8. Appellant asserts error in the admission in evidence of certain mortality tables, but it has waived its right to a consideration of this point, by failing properly to present it in its brief.

It is contended that the answers to the interrogatories submitted to the jury show that decedent was guilty of contributory negligence, and therefore the court erred in overruling appellant’s motion for judgment on said answers.

This contention is based on the following interrogatories and answers thereto: “ (19) Was plaintiff’s decedent holding a guy-wire attached to said pole when he received the fatal shock? A. Yes. (20) Did said decedent receive a shock from said wire while holding the same some minutes before he received the fatal shock? A. Yes. (21) If you answer the last question ‘yes’ did he know that he had received a shock at said time? A. Yes. (22) After he had received said first shock did he know there was an electric *287current in the wires running in the vicinity of said pole? A. No. (23) After he had received said first shock did he again take hold of said guy-wire and attempt to assist in raising said pole? A. Yes. (25) Were the electric wires carrying a current of electricity at the time and place of the fatal injury of said decedent known as insulated wires? A. Yes. (26) Was the insulation badly worn and torn off of said wires at said place? A. Yes. (27) If you answer the last question ‘yes/ was said fact apparent to the ordinary observation of a person in that vicinity? A. Yes.”

9. It is settled beyond all controversy that the special findings of the jury will not control its general verdict unless the antagonism is apparent on the face of the record, beyond the possibility of being removed by any evidence legitimately admissible under the issues. Chicago, etc., R. Co. v. Lawrence (1907), 169 Ind. 319, 79 N. E. 363, 82 N. E. 768.

We cannot say that the special findings are such as to show contributory negligence under any evidence that might have been legitimately admitted.

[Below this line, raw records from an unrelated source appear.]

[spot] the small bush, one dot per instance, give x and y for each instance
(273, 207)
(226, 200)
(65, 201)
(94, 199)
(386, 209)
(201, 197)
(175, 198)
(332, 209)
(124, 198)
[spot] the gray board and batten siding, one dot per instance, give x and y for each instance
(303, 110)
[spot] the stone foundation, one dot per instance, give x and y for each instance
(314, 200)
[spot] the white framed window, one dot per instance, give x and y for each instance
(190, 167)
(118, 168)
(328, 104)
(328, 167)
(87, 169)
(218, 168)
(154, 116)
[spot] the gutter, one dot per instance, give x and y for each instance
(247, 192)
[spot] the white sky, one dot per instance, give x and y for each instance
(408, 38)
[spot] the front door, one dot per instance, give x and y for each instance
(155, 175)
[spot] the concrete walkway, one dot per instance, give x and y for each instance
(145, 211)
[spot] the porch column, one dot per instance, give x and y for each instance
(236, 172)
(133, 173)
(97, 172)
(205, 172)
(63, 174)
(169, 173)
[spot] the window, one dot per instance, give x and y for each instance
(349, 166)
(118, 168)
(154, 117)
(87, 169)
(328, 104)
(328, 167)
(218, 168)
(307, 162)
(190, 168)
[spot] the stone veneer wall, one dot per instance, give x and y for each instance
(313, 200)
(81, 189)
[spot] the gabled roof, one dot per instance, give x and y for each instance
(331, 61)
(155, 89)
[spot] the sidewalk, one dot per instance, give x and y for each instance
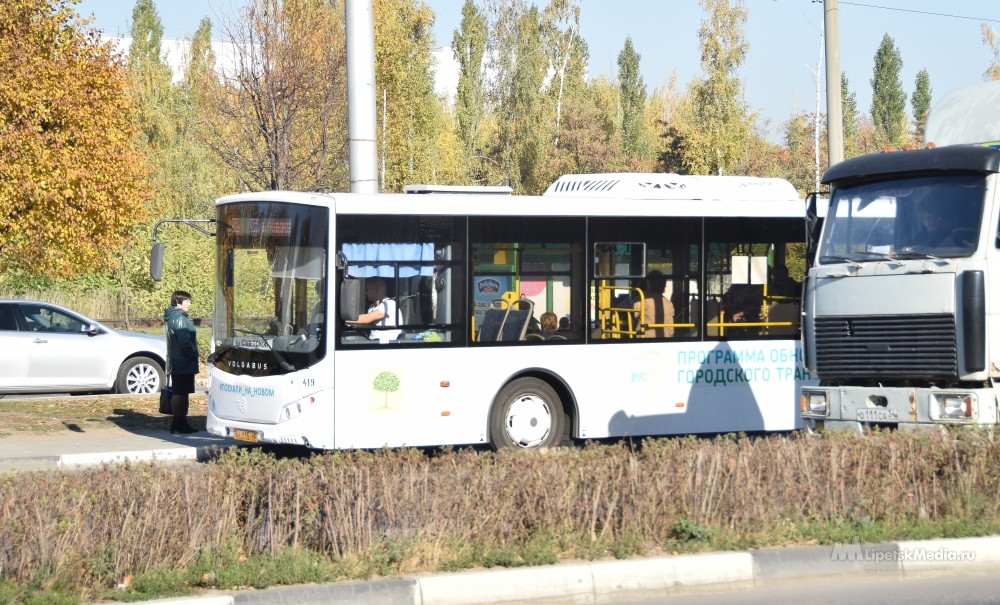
(95, 446)
(635, 579)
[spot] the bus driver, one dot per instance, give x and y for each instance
(381, 312)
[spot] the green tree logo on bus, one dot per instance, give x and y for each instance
(386, 382)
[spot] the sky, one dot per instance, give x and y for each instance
(785, 36)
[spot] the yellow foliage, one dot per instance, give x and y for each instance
(71, 178)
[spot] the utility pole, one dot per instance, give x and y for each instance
(834, 108)
(360, 34)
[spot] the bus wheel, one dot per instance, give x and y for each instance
(527, 414)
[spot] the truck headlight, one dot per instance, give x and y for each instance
(814, 403)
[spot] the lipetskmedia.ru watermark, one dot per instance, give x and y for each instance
(857, 552)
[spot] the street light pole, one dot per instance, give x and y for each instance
(834, 108)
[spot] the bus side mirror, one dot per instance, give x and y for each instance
(156, 261)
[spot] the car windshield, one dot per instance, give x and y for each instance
(914, 217)
(269, 312)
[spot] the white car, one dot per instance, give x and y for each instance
(45, 348)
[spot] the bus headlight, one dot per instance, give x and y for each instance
(292, 410)
(957, 406)
(814, 403)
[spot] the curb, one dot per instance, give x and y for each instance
(171, 454)
(601, 581)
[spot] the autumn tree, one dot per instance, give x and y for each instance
(566, 52)
(71, 175)
(517, 65)
(991, 40)
(888, 98)
(469, 45)
(633, 97)
(720, 120)
(279, 119)
(185, 174)
(920, 101)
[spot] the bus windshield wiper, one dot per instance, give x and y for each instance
(263, 338)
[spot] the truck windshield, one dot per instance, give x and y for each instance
(270, 287)
(935, 216)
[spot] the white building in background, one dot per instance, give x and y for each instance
(176, 52)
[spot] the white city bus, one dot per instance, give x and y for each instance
(469, 273)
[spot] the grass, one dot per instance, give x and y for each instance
(251, 520)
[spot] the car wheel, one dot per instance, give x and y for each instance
(139, 376)
(527, 414)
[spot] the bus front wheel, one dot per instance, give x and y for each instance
(527, 414)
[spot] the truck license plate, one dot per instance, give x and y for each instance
(871, 415)
(241, 435)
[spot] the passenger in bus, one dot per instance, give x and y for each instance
(656, 307)
(782, 283)
(381, 312)
(318, 309)
(549, 325)
(935, 225)
(742, 302)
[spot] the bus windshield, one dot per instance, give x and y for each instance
(915, 217)
(269, 306)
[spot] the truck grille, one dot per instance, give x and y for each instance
(886, 346)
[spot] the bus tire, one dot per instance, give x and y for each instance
(527, 414)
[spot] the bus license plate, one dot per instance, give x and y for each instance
(870, 415)
(241, 435)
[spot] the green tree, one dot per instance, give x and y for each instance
(888, 98)
(920, 101)
(849, 114)
(469, 44)
(72, 177)
(517, 64)
(633, 98)
(408, 109)
(186, 175)
(720, 120)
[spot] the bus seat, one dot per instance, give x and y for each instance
(351, 299)
(515, 326)
(493, 320)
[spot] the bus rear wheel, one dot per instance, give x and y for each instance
(527, 414)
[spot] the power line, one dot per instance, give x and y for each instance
(910, 10)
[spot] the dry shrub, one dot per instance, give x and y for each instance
(428, 511)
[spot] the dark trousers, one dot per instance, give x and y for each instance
(179, 404)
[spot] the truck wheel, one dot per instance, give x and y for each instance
(139, 376)
(527, 414)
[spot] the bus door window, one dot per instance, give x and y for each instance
(534, 264)
(750, 287)
(631, 273)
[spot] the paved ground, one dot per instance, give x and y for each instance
(593, 582)
(93, 446)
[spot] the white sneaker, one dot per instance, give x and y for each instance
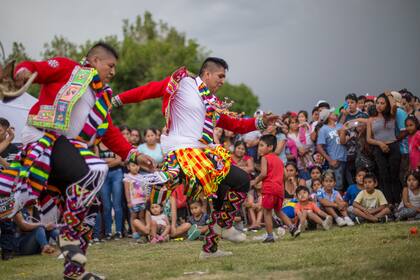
(327, 223)
(217, 254)
(234, 235)
(340, 222)
(348, 221)
(281, 232)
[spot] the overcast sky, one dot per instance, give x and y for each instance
(290, 52)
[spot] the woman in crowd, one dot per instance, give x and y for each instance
(386, 150)
(151, 147)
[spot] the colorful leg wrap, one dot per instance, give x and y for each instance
(223, 219)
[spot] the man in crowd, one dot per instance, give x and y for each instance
(71, 115)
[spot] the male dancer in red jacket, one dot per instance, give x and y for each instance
(192, 111)
(71, 115)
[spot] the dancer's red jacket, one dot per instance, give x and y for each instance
(53, 74)
(158, 89)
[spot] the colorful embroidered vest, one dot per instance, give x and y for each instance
(57, 116)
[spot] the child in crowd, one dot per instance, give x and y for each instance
(306, 210)
(271, 175)
(315, 187)
(410, 204)
(412, 127)
(253, 204)
(159, 227)
(197, 221)
(315, 173)
(195, 225)
(331, 200)
(136, 195)
(370, 204)
(354, 189)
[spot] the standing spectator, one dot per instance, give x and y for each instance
(361, 103)
(412, 125)
(402, 136)
(228, 140)
(386, 150)
(370, 204)
(136, 196)
(151, 147)
(111, 193)
(369, 102)
(351, 116)
(240, 159)
(331, 145)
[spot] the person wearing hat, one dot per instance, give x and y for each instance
(331, 144)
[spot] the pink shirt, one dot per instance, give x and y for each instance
(414, 150)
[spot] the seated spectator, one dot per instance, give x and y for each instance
(254, 207)
(306, 210)
(412, 126)
(350, 110)
(315, 173)
(111, 193)
(410, 204)
(386, 149)
(228, 139)
(151, 147)
(361, 103)
(240, 159)
(136, 195)
(371, 204)
(142, 225)
(331, 200)
(159, 226)
(179, 207)
(135, 137)
(32, 237)
(196, 224)
(315, 187)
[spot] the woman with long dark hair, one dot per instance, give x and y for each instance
(386, 150)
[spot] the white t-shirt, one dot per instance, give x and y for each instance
(78, 119)
(187, 118)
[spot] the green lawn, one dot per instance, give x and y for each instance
(382, 251)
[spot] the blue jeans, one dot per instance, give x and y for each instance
(112, 188)
(339, 173)
(32, 242)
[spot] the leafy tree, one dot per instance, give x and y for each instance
(150, 51)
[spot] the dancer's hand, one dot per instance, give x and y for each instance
(146, 162)
(22, 76)
(270, 119)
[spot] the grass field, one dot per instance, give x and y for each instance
(382, 251)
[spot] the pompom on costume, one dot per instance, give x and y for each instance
(192, 112)
(56, 168)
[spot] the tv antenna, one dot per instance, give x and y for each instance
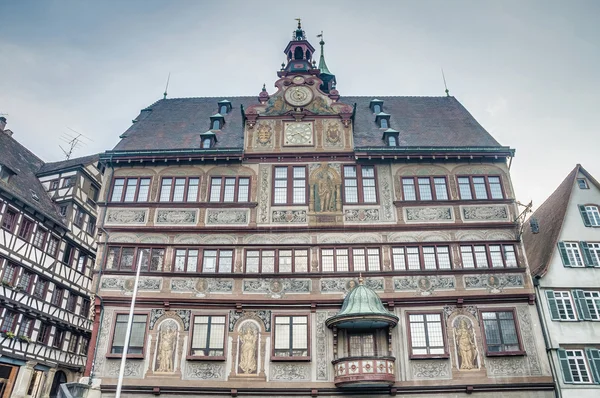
(73, 141)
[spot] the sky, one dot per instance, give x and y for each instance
(527, 70)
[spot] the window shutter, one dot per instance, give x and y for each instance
(593, 356)
(555, 315)
(588, 259)
(564, 365)
(586, 218)
(563, 254)
(582, 309)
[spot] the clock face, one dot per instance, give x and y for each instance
(298, 133)
(298, 95)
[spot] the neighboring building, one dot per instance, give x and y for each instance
(563, 248)
(47, 251)
(252, 219)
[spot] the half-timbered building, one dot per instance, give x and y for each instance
(305, 243)
(47, 252)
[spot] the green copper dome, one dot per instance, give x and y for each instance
(362, 309)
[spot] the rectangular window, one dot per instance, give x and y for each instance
(179, 189)
(486, 256)
(426, 334)
(424, 188)
(275, 261)
(354, 259)
(229, 189)
(219, 261)
(289, 185)
(359, 185)
(481, 187)
(291, 337)
(53, 246)
(9, 220)
(500, 332)
(130, 190)
(26, 229)
(208, 336)
(136, 339)
(186, 260)
(421, 258)
(40, 238)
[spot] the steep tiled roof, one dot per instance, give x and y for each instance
(422, 121)
(550, 215)
(66, 164)
(21, 185)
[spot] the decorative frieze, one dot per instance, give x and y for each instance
(424, 285)
(227, 217)
(290, 372)
(176, 216)
(276, 288)
(428, 214)
(288, 216)
(494, 283)
(115, 216)
(485, 213)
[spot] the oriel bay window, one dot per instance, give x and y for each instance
(208, 337)
(350, 259)
(359, 184)
(482, 187)
(486, 256)
(426, 335)
(424, 188)
(229, 189)
(289, 185)
(136, 339)
(421, 258)
(280, 260)
(500, 333)
(291, 338)
(132, 189)
(179, 189)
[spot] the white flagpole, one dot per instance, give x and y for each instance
(128, 330)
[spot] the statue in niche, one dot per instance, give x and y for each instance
(248, 349)
(465, 345)
(166, 347)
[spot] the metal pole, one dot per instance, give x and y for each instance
(128, 330)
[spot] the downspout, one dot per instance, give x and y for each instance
(97, 288)
(541, 315)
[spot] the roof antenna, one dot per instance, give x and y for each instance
(167, 86)
(445, 85)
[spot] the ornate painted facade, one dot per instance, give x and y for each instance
(47, 253)
(253, 218)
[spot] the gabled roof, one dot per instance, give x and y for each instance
(551, 216)
(25, 164)
(67, 164)
(175, 124)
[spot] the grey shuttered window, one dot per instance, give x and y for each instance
(585, 216)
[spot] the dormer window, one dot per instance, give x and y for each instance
(224, 107)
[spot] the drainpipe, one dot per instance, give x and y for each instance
(542, 316)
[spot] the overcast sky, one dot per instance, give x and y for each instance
(528, 71)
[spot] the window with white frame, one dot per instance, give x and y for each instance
(426, 335)
(561, 305)
(208, 336)
(424, 188)
(229, 189)
(291, 337)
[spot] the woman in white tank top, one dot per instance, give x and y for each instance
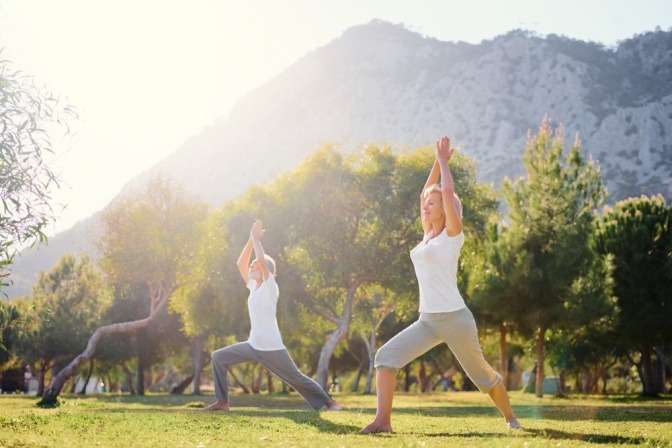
(444, 317)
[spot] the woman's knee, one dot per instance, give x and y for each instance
(384, 360)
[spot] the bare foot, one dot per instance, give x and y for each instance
(331, 405)
(375, 428)
(218, 406)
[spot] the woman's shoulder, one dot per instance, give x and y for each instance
(456, 238)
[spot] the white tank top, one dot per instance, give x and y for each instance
(262, 305)
(435, 261)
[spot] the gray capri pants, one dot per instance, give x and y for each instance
(277, 361)
(457, 329)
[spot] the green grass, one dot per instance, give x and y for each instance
(442, 419)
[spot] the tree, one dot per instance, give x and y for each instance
(496, 285)
(551, 212)
(147, 239)
(26, 179)
(73, 297)
(637, 233)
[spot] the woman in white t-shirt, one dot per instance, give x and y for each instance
(264, 344)
(444, 317)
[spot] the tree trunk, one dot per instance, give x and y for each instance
(407, 377)
(140, 376)
(539, 386)
(256, 382)
(647, 372)
(41, 376)
(182, 385)
(503, 358)
(129, 378)
(159, 296)
(370, 344)
(335, 338)
(197, 353)
(88, 377)
(358, 377)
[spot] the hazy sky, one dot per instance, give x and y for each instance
(146, 75)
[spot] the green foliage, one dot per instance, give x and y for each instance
(149, 235)
(551, 212)
(70, 301)
(26, 179)
(637, 233)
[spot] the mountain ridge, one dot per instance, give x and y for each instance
(382, 83)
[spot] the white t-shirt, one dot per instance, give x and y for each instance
(262, 305)
(435, 262)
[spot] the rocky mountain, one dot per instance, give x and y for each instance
(382, 83)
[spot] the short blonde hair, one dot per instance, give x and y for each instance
(436, 188)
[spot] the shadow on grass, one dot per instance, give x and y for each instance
(639, 413)
(552, 434)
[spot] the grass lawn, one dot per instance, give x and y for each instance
(443, 419)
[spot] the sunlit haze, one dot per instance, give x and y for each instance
(147, 75)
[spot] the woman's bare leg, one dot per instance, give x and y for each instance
(386, 382)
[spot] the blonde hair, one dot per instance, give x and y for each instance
(436, 188)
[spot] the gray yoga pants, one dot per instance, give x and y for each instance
(457, 329)
(277, 361)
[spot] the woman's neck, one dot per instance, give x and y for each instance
(438, 226)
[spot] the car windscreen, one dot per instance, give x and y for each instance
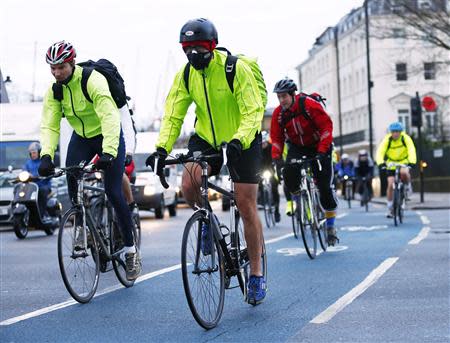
(13, 154)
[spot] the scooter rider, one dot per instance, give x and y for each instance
(32, 166)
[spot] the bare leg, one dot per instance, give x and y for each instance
(246, 195)
(126, 189)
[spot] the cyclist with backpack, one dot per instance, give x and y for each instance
(301, 121)
(396, 147)
(229, 108)
(82, 95)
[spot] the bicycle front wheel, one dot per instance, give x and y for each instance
(78, 256)
(203, 271)
(309, 233)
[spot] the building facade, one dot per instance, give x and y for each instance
(400, 67)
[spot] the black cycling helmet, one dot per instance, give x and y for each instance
(197, 30)
(285, 86)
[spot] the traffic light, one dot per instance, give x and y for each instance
(416, 112)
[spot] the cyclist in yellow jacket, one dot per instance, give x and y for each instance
(396, 147)
(222, 115)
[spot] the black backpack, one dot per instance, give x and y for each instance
(109, 71)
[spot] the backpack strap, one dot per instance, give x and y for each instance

It is further contended that the verdict for $3,000 is excessive in the sum of $600. This proposition is based on the finding of the jury, by its answer to an interrogatory, as follows: “(28) IIow much, if anything, did decedent’s mother have a right to expect that he would contribute to her support and maintenance during the balance of her lifetime? A. $160 for fifteen years.”

10. This interrogatory should not have been submitted to the jury. Damages were assessable for all the pecuniary loss, if any, sustained by the mother and brother of decedent (not, however, to exceed $10,000) which legitimately resulted from his death. The jury should not be required to itemize and assess a separate amount for each element entering into and making up the gross sum allowed. Ohio, etc., R. Co. v. Judy (1889), 120 Ind. 397, 22 N. E. *288252; Muncie Pulp Co. v. Davis (1904), 162 Ind. 558, 70 N. E. 875; Cleveland, etc., R. Co. v. Miller (1905), 165 Ind. 381, 74 N. E. 509; Skillen v. Jones (1873), 44 Ind. 136.

11. Even if the interrogatory were a proper one, and if, under the issues, Mrs. Tyler were the sole beneficiary, the answer would not control the general verdict, for where mother and son live together as members of a family, the mother’s damages are not necessarily limited to the support and maintenance lost by the death of the son, but may include, also, compensation for personal services, which the jury would be warranted, under the evidence, in finding might have been rendered the mother by decedent had he lived. Smith v. Michigan Cent. R. Co. (1905), 35 Ind. App. 188, 73 N. E. 928.

The evidence supports the verdict, and there is no error in the record. Judgment affirmed.

Note.—Reported in 96 N. E. 768. See, also-, under (1) 13 Cyc. 340; (2) 33 Cyc. 333; (3) 15 Cyc. 471; 100 Am. St. 515; (4) 15 Cyc. 472; (5) 38 Cyc. 1693; (6) 38 Cyc. 1809; (7) 15 Cyc. 476 ; 26 Cyc. 1287; (8) 2 Cyc. 1015; (9) 38 Cyc. 1926; (10) 13 Cyc. 249; (11) 13 Cyc. 369.